December 11, 2014

Mary Louise Patterson

In my first year as rector at St. Mary’s in Los Angeles I made several small pilgrimages.

I spent two cold, windy days walking around Manzanar, the best preserved of the camps where Japanese-Americans were imprisoned during World War II.

I walked the streets around the church, block-by-block, alone, and with the vestry.

And I went to visit the grave of Mary Louise Paterson. Ms Paterson was a Canadian-born missionary who had lived in Japan and adopted a daughter there. She and her son-in-law, Dr John Yamazaki, founded St. Mary’s as a mission to Japanese immigrants. John Yamazaki served as St. Mary’s first priest and vicar.

As tends to happen when we converse with the dead, I did most of the talking on my visit with Ms Paterson. I asked for her advice and blessing, and asked her to watch over my ministry. I filled her in on developments in the world and the church since her death in the late 1930s.

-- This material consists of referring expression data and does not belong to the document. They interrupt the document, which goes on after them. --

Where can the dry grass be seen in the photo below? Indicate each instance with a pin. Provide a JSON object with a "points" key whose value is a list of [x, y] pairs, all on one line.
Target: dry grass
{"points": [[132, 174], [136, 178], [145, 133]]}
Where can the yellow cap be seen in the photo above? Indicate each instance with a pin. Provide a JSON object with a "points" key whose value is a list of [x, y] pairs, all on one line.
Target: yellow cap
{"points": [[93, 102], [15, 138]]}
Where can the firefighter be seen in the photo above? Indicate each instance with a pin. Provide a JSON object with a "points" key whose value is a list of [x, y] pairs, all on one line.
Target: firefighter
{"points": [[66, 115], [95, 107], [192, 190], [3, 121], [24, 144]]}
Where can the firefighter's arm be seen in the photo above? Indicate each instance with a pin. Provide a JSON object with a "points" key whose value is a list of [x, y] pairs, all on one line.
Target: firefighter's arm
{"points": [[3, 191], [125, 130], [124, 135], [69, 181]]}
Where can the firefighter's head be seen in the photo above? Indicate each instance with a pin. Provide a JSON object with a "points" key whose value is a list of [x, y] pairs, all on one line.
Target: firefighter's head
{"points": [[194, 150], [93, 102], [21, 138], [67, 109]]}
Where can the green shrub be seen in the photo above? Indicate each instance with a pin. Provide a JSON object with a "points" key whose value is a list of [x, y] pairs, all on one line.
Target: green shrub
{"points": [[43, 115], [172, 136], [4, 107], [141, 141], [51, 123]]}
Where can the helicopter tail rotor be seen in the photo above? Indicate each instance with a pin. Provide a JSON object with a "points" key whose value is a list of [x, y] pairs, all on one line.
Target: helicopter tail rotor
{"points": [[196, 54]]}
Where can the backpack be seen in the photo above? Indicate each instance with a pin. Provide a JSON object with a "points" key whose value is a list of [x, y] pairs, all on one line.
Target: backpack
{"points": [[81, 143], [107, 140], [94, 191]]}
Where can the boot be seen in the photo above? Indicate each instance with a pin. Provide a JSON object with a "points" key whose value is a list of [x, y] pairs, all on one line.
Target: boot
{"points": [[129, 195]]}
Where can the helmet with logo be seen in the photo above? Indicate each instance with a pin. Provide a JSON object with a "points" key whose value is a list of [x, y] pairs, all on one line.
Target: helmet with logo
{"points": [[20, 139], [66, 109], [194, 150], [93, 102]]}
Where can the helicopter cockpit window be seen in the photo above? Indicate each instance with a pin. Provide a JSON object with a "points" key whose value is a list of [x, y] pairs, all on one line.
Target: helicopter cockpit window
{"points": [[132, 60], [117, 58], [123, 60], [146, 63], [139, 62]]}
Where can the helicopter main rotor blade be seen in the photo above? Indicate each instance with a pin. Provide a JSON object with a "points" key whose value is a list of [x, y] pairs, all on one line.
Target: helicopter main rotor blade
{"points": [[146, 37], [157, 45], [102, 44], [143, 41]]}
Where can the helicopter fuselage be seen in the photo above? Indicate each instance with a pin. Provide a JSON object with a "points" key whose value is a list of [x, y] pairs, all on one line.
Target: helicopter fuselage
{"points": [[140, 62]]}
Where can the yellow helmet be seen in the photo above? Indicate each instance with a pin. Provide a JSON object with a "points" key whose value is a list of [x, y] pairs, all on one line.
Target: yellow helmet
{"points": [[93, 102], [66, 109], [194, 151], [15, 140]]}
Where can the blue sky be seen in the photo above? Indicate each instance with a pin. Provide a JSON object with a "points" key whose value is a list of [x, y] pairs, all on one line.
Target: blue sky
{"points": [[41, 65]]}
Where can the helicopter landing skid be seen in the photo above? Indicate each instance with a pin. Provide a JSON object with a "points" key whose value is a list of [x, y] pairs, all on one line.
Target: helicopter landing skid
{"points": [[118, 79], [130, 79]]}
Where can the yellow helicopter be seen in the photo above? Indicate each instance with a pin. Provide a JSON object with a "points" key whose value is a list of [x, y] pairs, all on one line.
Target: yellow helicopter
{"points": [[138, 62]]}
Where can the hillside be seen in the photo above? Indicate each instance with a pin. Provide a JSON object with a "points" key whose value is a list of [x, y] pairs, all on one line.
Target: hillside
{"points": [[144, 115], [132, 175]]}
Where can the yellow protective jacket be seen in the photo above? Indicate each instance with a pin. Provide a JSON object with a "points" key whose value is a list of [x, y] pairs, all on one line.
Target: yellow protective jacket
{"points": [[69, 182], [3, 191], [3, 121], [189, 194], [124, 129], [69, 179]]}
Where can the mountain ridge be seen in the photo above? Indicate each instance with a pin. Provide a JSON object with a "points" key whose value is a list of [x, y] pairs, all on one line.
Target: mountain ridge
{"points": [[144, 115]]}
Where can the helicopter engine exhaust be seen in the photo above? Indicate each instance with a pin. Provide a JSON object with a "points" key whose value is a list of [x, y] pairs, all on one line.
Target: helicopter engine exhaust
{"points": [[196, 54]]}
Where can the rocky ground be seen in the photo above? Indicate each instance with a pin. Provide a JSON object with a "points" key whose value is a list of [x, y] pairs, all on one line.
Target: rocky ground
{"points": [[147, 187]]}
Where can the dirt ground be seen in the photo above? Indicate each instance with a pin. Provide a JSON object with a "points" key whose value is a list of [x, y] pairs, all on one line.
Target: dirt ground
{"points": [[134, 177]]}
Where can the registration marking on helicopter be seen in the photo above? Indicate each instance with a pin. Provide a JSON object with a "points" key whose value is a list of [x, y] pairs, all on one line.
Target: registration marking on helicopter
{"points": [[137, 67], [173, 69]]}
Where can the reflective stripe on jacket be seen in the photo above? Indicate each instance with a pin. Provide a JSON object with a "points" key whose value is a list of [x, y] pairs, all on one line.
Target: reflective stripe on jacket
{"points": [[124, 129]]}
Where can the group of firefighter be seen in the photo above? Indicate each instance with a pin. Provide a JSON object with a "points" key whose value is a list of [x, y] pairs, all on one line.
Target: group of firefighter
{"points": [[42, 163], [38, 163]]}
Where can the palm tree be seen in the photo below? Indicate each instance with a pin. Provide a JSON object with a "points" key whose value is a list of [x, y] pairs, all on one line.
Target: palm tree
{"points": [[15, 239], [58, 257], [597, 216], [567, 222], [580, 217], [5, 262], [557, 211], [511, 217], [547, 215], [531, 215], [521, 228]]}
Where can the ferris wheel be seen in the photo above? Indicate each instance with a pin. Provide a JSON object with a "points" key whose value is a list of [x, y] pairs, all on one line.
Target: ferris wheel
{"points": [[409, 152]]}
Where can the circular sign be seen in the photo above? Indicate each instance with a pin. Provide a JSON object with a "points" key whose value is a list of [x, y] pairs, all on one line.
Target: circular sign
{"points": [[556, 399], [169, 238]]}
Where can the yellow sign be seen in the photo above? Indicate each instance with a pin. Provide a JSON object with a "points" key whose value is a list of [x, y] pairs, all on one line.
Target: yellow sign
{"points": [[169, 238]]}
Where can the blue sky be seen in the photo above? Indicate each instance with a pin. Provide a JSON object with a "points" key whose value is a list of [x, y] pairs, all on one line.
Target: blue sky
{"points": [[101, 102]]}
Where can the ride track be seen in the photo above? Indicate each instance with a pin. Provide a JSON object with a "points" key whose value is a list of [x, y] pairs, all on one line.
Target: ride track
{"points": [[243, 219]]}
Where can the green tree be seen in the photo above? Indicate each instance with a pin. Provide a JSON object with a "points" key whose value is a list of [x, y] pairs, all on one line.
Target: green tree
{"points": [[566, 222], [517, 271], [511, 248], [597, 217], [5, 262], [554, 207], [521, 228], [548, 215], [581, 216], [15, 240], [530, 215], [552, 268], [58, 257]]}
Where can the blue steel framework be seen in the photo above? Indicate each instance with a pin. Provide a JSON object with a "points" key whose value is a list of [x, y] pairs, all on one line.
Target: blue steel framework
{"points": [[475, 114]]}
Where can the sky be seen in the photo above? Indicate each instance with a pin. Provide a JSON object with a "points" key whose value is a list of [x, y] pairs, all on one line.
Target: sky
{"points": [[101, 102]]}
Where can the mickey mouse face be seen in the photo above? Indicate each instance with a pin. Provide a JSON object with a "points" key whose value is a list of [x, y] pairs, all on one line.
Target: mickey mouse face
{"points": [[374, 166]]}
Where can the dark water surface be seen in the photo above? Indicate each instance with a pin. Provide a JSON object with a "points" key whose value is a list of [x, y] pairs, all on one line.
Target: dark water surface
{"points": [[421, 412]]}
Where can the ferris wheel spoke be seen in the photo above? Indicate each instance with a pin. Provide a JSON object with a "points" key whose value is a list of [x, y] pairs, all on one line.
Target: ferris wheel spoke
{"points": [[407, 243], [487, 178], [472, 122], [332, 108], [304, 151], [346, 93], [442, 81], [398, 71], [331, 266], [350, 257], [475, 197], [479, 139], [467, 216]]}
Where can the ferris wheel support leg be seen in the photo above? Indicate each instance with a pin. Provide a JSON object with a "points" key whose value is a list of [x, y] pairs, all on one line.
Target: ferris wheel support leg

While she didn’t talk much that day, occasionally I sense some of the wisdom that Mary Louise Paterson brought to her role at St. Mary’s. One thing that stands out is that she immediately turned her attention to raising up and supporting leaders from within the Japanese immigrant community she had been called to serve. St. Mary’s developed in ways that made sense to the growing Japanese community, and in ways that ensured a Japanese-American vision and local leadership for the mission. The leadership dynasty that St. Mary’s is known for is the Yamazaki family, not Mary Louise Paterson, and rightly so.

As St. Mary’s moves into a future more closely linked with a new generation of immigrant neighbors, we will do well to heed this part of our history. Inviting new people to share a stake in the future of the parish includes making room for their leadership.

This is already happening, on our vestry and in other ways. I don’t want to reshape St. Mary’s in my own image, and the vestry has been very intentional about seeking to represent all the voices at St. Mary’s. In our church, we currently have Japanese-Americans with roots in both Los Angeles and Hawaii, an Issei Japanese immigrant, an African-American with long family roots at St. Mary’s, an Anglo who married into a Japanese-American family, and immigrants from Belize, Guatemala, and Oaxaca, Mexico. In that way, at least, I believe we are doing pretty well at heeding Mary Louise Paterson’s advice from beyond the grave.

How does your congregation make room for leadership to emerge from your newest members? Are you willing to plant seeds that others will tend? Are you willing to see new members and new communities reshape your vision into something that is life giving in a context you only partly understand?